Friday, October 10, 2008

Cikáni / Gypsies (2008 restoration Národní Filmový Archiv)


Karel Anton: Cikáni / Gypsies (CZ 1921).

Gypsies.
    CZ 1921. PC: AB. D+SC: Karel Anton – based on the novel by Karel Hynek Mácha (1835). DP: Karel Kopriva. AD: Bohuslav Sula;
    CAST: Theodor Pietek (Valdemar Lomecký), Olga Augustová (Angelina), Hugo Svoboda (Giacomo), Bronislava Livia (Lea), Karel Schleichert (old veteran), Karel Faltys (Napoleon)
    Restored: Národní Filmový Archiv (Praha).
    2426 m /22 fps/ 96 min.
    Original in Czech with e-subtitles in English and Italian.
    Grand piano: Gabriel Thibaudeau, violin: Günter Buchwald.
    Viewed at Le Giornate del Cinema Muto (GCM), Cinema Verdi, Pordenone, 10 October 2008.

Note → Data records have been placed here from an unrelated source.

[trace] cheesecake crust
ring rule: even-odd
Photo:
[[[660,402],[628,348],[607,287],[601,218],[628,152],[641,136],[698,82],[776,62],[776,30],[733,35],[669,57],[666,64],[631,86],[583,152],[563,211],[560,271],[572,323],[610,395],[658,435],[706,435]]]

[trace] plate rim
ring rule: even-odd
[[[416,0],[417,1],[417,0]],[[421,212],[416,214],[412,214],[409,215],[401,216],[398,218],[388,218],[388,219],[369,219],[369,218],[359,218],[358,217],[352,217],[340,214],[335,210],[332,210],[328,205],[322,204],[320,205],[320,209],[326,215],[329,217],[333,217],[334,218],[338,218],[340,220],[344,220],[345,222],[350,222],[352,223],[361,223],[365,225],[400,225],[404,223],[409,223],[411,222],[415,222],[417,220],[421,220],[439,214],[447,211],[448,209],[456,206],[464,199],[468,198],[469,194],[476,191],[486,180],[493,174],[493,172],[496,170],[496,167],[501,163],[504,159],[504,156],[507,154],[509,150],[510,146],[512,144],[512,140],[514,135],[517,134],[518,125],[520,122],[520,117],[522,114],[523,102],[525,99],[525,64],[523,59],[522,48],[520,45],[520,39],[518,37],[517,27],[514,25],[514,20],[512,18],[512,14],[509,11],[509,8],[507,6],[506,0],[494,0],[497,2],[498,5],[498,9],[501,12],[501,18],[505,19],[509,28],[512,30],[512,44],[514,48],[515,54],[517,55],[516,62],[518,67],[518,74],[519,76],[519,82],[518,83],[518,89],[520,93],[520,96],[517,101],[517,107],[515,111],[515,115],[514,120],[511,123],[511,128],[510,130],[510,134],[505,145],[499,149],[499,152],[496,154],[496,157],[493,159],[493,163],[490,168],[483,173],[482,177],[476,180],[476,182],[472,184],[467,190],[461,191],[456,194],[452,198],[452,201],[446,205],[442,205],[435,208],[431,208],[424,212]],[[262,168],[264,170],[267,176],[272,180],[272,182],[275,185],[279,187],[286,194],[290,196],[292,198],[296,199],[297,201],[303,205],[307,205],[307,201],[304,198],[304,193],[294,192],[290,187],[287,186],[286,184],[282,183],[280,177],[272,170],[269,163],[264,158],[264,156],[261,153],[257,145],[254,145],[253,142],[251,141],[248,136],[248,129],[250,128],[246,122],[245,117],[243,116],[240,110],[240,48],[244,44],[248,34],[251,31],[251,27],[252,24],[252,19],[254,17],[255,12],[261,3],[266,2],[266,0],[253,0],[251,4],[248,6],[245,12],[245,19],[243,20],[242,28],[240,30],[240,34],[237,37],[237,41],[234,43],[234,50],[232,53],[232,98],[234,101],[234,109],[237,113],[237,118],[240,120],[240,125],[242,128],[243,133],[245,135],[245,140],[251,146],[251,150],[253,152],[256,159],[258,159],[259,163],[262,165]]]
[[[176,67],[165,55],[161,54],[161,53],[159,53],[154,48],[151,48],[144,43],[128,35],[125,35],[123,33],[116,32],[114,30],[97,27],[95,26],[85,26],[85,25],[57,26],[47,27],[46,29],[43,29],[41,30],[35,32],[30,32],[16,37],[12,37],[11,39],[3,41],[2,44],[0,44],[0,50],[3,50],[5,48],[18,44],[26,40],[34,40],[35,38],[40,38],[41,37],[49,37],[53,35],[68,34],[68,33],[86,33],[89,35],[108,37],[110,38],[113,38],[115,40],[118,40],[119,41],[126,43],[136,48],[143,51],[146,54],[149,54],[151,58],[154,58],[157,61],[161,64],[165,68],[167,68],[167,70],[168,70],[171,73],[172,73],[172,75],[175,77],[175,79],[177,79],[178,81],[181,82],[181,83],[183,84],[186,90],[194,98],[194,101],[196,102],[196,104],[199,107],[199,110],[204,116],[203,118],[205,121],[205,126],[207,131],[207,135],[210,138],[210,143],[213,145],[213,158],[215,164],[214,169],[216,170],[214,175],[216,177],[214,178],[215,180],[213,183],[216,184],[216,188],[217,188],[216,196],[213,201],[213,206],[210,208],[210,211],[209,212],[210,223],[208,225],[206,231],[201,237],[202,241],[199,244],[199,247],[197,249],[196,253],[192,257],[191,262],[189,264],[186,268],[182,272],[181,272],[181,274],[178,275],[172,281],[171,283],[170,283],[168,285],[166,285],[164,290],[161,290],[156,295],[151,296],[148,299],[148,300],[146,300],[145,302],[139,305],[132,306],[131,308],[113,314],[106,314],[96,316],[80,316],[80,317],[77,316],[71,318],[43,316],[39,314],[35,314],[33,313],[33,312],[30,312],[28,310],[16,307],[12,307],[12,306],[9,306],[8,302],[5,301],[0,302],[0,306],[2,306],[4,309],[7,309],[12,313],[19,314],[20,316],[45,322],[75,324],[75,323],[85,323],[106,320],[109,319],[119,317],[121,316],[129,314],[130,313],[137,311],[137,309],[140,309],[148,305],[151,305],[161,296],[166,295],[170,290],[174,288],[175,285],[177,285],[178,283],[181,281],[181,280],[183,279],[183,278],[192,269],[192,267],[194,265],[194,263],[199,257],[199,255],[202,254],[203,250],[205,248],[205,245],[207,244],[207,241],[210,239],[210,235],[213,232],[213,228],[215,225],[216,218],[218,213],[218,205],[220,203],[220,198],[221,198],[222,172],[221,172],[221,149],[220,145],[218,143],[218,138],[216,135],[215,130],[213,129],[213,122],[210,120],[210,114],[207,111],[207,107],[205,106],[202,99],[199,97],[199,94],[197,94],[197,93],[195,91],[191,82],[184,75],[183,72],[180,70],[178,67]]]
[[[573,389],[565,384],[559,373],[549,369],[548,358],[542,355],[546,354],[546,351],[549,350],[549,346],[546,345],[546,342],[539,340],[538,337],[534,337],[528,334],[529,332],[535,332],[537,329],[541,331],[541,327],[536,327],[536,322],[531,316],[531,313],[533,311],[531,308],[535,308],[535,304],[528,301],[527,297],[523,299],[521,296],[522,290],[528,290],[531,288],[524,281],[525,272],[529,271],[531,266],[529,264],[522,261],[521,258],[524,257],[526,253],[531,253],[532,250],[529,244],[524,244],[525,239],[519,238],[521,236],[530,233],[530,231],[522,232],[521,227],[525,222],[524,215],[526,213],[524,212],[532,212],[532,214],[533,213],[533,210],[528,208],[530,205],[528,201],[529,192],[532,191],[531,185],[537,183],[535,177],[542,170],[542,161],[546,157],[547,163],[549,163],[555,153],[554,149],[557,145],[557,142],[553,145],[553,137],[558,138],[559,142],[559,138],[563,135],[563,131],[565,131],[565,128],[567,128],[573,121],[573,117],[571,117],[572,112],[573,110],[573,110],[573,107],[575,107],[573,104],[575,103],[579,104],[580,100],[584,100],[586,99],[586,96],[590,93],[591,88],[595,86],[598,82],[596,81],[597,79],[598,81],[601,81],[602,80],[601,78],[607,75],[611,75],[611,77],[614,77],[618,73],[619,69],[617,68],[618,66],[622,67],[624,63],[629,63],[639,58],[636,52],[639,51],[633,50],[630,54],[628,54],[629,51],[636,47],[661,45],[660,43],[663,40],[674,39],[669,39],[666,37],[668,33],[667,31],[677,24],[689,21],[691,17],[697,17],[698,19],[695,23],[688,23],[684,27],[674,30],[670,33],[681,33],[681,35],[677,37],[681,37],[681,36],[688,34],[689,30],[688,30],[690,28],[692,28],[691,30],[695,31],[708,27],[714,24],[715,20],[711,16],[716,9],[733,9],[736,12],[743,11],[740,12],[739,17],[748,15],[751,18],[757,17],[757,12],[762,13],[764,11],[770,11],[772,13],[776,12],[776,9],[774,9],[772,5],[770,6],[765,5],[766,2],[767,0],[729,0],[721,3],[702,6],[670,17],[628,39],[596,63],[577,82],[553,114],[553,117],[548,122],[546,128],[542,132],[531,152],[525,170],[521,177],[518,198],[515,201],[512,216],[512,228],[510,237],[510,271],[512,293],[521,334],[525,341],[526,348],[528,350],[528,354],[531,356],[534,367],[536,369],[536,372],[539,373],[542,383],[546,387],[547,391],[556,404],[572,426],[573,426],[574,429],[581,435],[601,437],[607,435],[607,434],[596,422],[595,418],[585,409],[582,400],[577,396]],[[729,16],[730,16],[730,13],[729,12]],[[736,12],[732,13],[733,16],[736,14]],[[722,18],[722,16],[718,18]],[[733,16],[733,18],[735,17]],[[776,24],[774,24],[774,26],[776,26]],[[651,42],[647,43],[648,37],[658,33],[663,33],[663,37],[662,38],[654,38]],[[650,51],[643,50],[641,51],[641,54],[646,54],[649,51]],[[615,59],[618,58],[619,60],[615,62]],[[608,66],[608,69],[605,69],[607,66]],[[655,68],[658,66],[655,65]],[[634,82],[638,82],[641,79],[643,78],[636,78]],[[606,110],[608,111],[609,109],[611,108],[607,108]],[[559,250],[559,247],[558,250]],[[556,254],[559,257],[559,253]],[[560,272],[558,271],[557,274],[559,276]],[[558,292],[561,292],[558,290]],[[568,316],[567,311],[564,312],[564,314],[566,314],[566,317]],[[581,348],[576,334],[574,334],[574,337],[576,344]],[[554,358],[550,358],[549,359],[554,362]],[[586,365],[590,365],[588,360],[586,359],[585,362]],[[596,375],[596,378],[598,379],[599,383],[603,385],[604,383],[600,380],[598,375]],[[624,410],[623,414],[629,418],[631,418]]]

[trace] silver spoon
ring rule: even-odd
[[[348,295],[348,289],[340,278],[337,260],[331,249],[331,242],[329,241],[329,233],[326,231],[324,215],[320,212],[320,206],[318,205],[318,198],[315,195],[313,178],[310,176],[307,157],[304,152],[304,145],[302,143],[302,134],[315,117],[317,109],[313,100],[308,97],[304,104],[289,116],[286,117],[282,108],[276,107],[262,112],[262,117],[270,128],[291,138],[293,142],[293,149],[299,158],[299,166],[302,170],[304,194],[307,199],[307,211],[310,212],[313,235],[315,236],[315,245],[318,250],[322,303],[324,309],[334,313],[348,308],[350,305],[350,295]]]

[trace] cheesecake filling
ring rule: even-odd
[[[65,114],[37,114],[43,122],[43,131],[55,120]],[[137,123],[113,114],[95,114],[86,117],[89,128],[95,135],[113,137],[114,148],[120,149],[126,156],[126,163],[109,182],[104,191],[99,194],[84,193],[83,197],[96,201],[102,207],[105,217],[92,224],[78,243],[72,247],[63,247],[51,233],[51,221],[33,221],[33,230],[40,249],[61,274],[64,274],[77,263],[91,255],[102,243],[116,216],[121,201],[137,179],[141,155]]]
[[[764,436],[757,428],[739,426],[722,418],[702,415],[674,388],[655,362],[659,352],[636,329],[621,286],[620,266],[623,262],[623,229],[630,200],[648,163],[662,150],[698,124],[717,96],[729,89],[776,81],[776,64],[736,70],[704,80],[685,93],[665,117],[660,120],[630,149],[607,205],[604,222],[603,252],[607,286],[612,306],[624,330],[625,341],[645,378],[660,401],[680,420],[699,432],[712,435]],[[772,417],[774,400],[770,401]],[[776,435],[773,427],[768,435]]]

Blazena Urgosikova (GCM 2008): "The 23-year-old Karel Anton, who was subsequently to become a significant figure in Czech cinema, chose a very difficult subject for his first film. Gypsies, written in 1835 by the first modern Czech poet, Karel Hynek Mácha, is a short but very complex novel: the story and the truth about the protagonists is not narrated in a linear way, but revealed step by step through the recollections of different characters."

"Anton, who also wrote the script, retained most of Mácha’s narrative, but added two scenes: the Marquis’ saturnalian diversion, and the Napoleonic episode. The entire prologue takes place in Venice, where the filmmakers spent many days; the plot set in Bohemia was shot in an evocative Kokorin landscape, and in the authentic surroundings known to Mácha."

"Critics immediately recognized the film’s contribution to the art of Czech cinematography. Karel Koprva’s photography is quite extraordinary: already at the beginning of the 1920s, he introduced into Czech cinema a “lyrical manner derived from landscape painting” (Lubos Bartosek); this characteristic was to persist in Czech films in the 1920s, 30s, and 40s."

"For years Gypsies was known only in a shortened version of around 1800–1900 metres, whereas its original length, according to censorship records, was 2400 metres. Four elements were used for this restoration: two on nitrate stock, and two that had already been reprinted on acetate. A toned nitrate print and a tinted first-generation copy with Czech intertitles were the longest, at 2020 metres. The second nitrate element was the original negative, consisting of unassembled fragments with Czech and German cued intertitles."

"A new copy was reconstructed from this material, with a total length of 2426 metres. It was subjected to the process of tinting and toning after being printed. Karel Anton was born in Prague in 1898, and died in Berlin in 1979. Anton’s masterpiece is Tonka Sibenice (Tonka of the Gallows, 1930), based on a novel by Egon Erwin Kisch. Anton’s subsequent early talkies were shot in Czech and German versions. After the commercial success of these films he moved to France, where he made more than 10 films, and subsequently to Germany, where he worked as producer, writer and director of films in a range of genres and of varying degrees of artistic success until the early 1960s."
– Blazena Urgosikova (GCM 2008).

AA: I saw the Venetian prologue only, which looked very interesting, and the restoration work was handsome with lucrative tinting and toning effects.

The live music by Gabriel Thibaudeau and Günter Buchwald had a charming Gypsy sound.